Some names etc changed for anonymity!!
Daughter (13) is quiet and quite shy - always has been. Best friend since primary school (J) has been stable and her mum Anne and I are really close as well - supported each other through illness and bereavement, and when my child felt bullied and one of hers did too.
A year ago a new pupil arrived whose mum (lets call her Julie) was initially really full on (almost over friendly) but her daughter was a real stinker to mine, even to the point that other parents (including Anne!) Would comment on how this new kid would seem to blame and victimise my DD all the time at sleepovers, probably because she is so easy going and quiet. Julie went very cold very suddenly as soon as our children stopped getting along, and although I tried once to start up a conversation she cut me dead. I’ve been the same since then to her and found the whole situation really hurtful - something that I told Anne as well.

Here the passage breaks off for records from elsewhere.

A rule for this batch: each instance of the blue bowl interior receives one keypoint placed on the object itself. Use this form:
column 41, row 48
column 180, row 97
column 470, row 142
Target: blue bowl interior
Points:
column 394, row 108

So cut to today and I am giving J and my DD a lift to a Saturday club and my DD and I just had to sit through twenty minutes of being told how great this new film is and how several of them all had a sleepover with Julie’s daughter over the half term and all the great stuff they did. And I know that it might be that I’ve lost all my perspective here but I feel so sad for my DD who was really polite and didn’t say anything but I could tell she was upset. And I just felt that Anne and I were more that just school gate friend last but now I feel that I misjudged the relationship and feel a bit silly to be honest. AIBU?